The Elements of Innovation Discovered

Nickel: bringing green tech home

Critical Minerals Alliances 2024 - September 16, 2024

Nickel's continuing journey toward clean processes and domestic production.

Nickel has a complex relationship with the ongoing energy transition: It provides relatively inexpensive energy density and greater capacity to the lithium-ion batteries powering electric vehicles and storing clean energy, helping to lower the cost of each kilowatt hour. Its properties have been instrumental in untethering the portable electronics we use every day and incorporating clean power produced by renewables such as wind and solar to industry and grids formerly reliant on fossil fuels.

Its drawbacks involve a long history of unsustainable extraction and refining processes.

Nickel's versatility has placed the silvery metal into nearly every aspect of daily life – from spoons to surgical tools, automobiles to bridges, jet engines to construction equipment, and construction itself. It has many advantages, including good catalytic activity, high mechanical strength, excellent corrosion resistance and thermal conductivity.

Transition tech

Today, nickel also plays an increasingly significant role in the energy transition. In the coming years, expect its use to grow exponentially – an increase of around 65% by the end of the decade. Global demand for nickel is predicted to steadily grow to 3.47 million tons in 2024 from 3.2 million in 2023 due to its usage in fuel storage and EV batteries.

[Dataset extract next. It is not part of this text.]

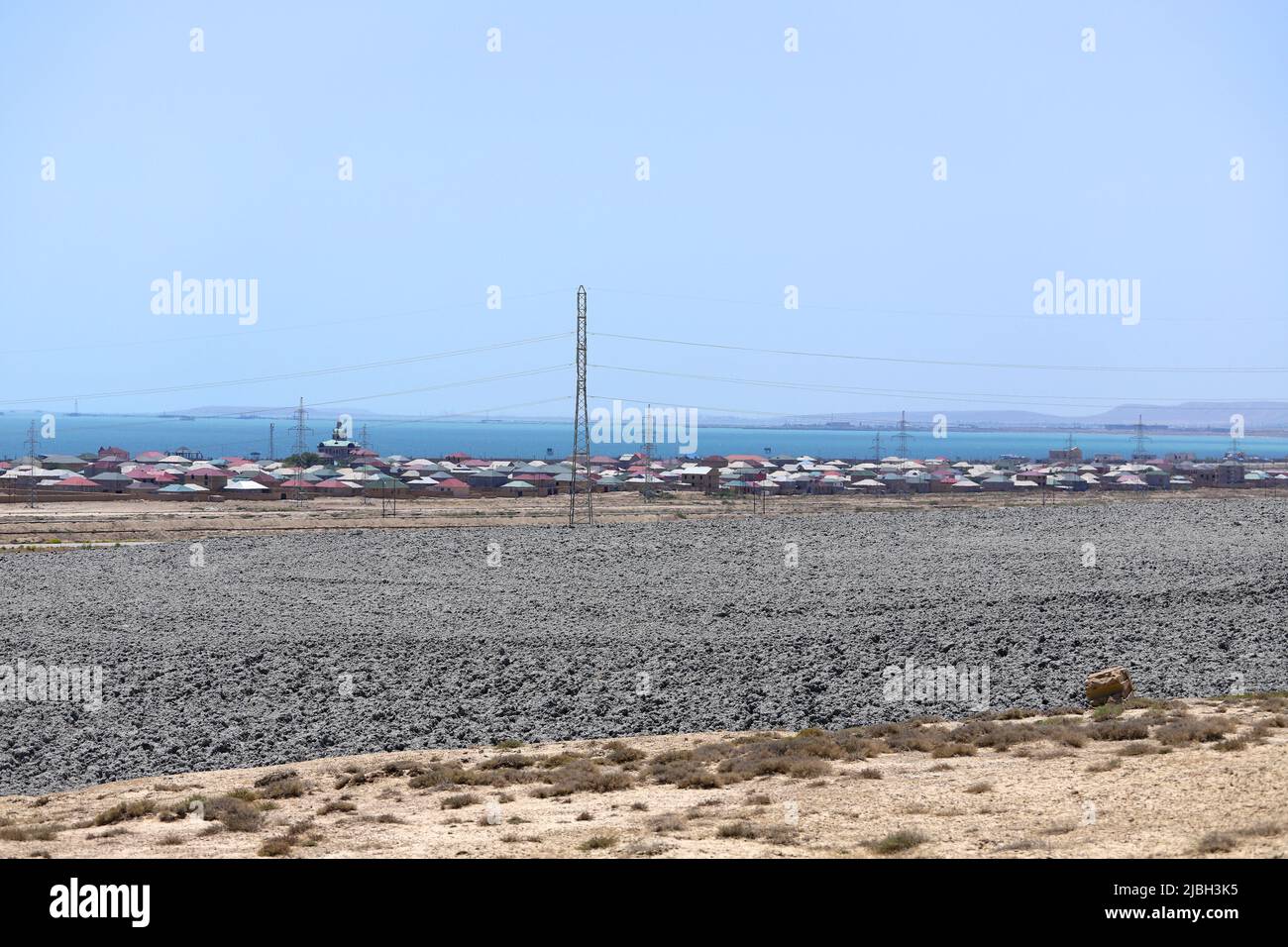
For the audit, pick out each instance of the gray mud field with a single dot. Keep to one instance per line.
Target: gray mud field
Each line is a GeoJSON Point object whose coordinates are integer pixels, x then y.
{"type": "Point", "coordinates": [325, 643]}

Nickel's leading use today is in steelmaking, the backbone of global industry, which accounts for about two million metric tons. The battery industry follows with 465,000 metric tons.

According to the United States Global Survey (USGS), "the leading uses for primary nickel are alloys and steels, electroplating, and other uses including catalysts and chemicals. Stainless and alloy steel and nickel-containing alloys typically account for more than 85% of domestic consumption."

Nickel became widely used in rechargeable batteries, most commonly in nickel-cadmium (NiCd) and in the longer-lasting nickel-metal-hydride (NiMH), which came to the fore in the 1980s, introducing the world to smaller, high-powered, and longer-lasting portable devices.

The mid-90s saw the first significant use of NiMH batteries in hybrid vehicles like the Toyota Prius. Around the same time, commercial lithium-ion batteries for personal electronics burst onto the scene.

To keep up with government- and industry-proposed climate goal trajectories, the total mineral requirements by clean energy technologies are forecast to rise significantly over the next decade. (The EV and energy storage markets are only the beginning – nickel is needed for high-performance alloys used in constructing massive wind turbines and solar panels as well.)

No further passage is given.